As well as striking a chord with me as a consumer this trend also resonates in my professional life. If the consumer (god that’s me) is being bewitched by price and satisfied by the quality they receive from private label,  brands need to act now to reverse the trend. Competing on price may be a short term fix but in the long term is unlikely to be sustainable. As an addict I can tell them they’ll need to have do some work to win me back.

A starting point is to go back to basics and revisit the brand from the roots up. Have a go at redefining the brand for the new world economic conditions, is the brand storytelling still attracting the consumer, is the brand voice still contemporary and attractive, is the brand design doing everything it can, does the value proposition still have appeal.

Truly Deeply is a Brand Agency that works with numerous brands, to deliver brand strategy and brand design, with the objective of differentiating those brands from competitors, both private label and branded competitors. If you’re feeling like you need to take a good look at your brand to better protect it against private label why not give us a call.

Malcolm Harvey
Brand Saviour and savings addict.


  1. Interesting article Mal. I’ve been watching the advance of private label in Australia in comparison to it’s quite different relatives in Europe. The European model is based on a new product development, packaging design, category innovation mind-set, where-as the private label industry ion Australia is dominated by a ‘mimic the market leader’ mentality. Even the packaging design for one of the big two supermarket private labels is a direct steal from the Tesco private label brand identity system. One model gives the customer more, the other costs the customer less. As a brand communications designer I constantly struggle to understand what is driving the Australian approach when the European model seems to offer so much more value to customers and the retailers.

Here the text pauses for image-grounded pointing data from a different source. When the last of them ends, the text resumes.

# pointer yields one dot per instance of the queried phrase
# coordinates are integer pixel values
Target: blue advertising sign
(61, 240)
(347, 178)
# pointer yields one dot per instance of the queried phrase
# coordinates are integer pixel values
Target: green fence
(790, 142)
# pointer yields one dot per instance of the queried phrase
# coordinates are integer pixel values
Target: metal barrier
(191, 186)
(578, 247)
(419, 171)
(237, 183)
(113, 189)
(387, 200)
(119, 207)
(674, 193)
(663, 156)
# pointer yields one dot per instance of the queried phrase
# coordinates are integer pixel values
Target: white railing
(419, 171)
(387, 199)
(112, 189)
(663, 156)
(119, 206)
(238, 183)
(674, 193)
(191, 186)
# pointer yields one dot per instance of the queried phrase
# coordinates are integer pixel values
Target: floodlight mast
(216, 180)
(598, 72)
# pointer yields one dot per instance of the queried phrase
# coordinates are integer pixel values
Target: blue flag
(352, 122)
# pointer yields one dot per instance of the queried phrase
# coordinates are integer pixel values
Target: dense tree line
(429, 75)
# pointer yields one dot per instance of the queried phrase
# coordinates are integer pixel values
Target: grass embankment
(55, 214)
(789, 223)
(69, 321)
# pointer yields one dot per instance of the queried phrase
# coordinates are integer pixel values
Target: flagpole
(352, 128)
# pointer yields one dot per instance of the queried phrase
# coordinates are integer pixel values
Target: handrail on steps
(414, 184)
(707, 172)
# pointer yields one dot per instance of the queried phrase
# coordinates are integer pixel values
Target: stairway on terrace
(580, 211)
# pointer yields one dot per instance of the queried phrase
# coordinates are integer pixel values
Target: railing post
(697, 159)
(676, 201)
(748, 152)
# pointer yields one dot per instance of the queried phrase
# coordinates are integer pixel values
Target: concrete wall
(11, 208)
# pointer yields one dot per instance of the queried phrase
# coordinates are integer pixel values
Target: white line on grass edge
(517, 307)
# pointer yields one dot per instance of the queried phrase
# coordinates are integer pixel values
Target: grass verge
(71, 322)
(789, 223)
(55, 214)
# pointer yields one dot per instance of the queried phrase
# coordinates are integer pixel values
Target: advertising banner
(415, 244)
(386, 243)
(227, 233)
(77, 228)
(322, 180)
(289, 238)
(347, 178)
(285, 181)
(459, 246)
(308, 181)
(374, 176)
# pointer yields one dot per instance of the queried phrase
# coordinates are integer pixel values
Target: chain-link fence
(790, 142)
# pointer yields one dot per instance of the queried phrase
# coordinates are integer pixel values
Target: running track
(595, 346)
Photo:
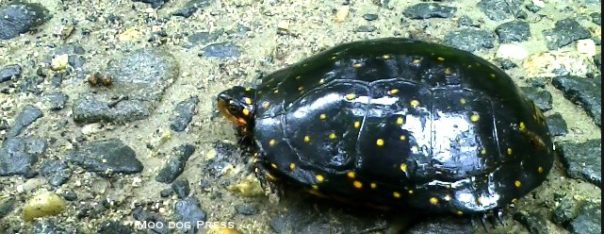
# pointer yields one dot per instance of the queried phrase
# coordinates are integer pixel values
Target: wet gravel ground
(107, 114)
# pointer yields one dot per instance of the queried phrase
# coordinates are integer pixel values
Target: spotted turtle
(396, 121)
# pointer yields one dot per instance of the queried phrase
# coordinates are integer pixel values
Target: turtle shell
(402, 122)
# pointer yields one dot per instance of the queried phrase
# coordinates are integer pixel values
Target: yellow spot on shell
(414, 103)
(521, 126)
(320, 178)
(265, 104)
(400, 121)
(357, 184)
(474, 117)
(403, 167)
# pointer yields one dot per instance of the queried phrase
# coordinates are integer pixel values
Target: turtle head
(237, 105)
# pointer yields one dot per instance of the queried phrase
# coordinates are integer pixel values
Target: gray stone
(429, 10)
(585, 91)
(55, 171)
(56, 100)
(139, 80)
(535, 223)
(183, 114)
(222, 50)
(582, 160)
(541, 97)
(10, 72)
(513, 31)
(565, 32)
(106, 157)
(18, 155)
(588, 221)
(28, 115)
(175, 164)
(189, 211)
(18, 17)
(470, 39)
(557, 125)
(498, 10)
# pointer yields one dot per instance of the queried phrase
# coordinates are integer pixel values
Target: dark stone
(516, 30)
(565, 32)
(105, 157)
(56, 100)
(533, 222)
(370, 17)
(542, 98)
(588, 221)
(557, 125)
(175, 164)
(10, 72)
(142, 215)
(596, 17)
(18, 17)
(42, 226)
(70, 195)
(181, 188)
(184, 112)
(246, 209)
(582, 160)
(18, 155)
(113, 227)
(429, 10)
(166, 192)
(365, 28)
(442, 225)
(154, 3)
(191, 7)
(28, 115)
(498, 10)
(188, 211)
(6, 206)
(55, 171)
(587, 92)
(223, 50)
(470, 39)
(138, 83)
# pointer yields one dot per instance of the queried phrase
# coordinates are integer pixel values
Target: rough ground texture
(110, 105)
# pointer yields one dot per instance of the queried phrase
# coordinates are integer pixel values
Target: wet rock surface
(429, 10)
(565, 32)
(582, 160)
(470, 39)
(106, 157)
(584, 91)
(17, 18)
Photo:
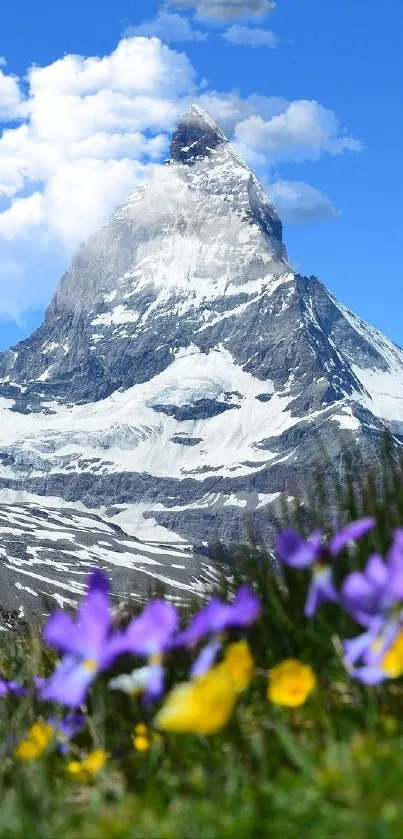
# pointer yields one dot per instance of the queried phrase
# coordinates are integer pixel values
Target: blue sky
(343, 55)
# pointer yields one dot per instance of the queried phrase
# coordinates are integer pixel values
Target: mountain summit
(195, 137)
(184, 376)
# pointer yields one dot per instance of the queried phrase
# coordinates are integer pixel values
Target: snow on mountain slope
(184, 376)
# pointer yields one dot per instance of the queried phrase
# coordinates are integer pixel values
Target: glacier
(184, 379)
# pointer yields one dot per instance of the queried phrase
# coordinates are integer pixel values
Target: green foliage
(332, 768)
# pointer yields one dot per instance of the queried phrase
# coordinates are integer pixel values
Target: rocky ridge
(184, 375)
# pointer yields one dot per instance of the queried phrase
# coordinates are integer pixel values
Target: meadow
(251, 716)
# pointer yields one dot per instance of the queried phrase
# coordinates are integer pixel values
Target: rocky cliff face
(183, 371)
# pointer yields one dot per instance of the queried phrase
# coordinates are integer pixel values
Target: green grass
(332, 768)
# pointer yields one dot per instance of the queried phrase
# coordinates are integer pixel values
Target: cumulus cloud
(170, 27)
(226, 9)
(91, 128)
(303, 131)
(300, 203)
(249, 36)
(86, 131)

  2. Thanks David – interestingly in the UK Sainsbury had a habit 20 years ago of copying the leader.
    I think the European model as you describe it is a much more considered approach designed to create brands with their own attributes and personalities – potentially even more difficult for existing brands to counter.

  3. It’s interesting, from a purely brand design perspective, that in the UK, and increasingly in Sweden (surely in other European countries as well, but those are the ones I keep track of), private label products look more modern and stylish than “Brand” brands.

  4. Ylva,

    Fighting brands at a level above mimicking is a far more sophisticated approach – and of course the private label brands have the advantage that they control the shelves in the retail outlet.

  5. JustinaGudelyte

    Hi Malcolm!
    Great article! I have thought about this revolution somewhere in the back of my mind as well!
    I agree that private labels do not represent inferior products any longer. Private labels have become brands on their own, challenging the assumption that they must contain inferior products, have terrible packaging, etc. In Sweden, private label brands are quite advanced I would say. Some of them are even ecological. I think it’s great!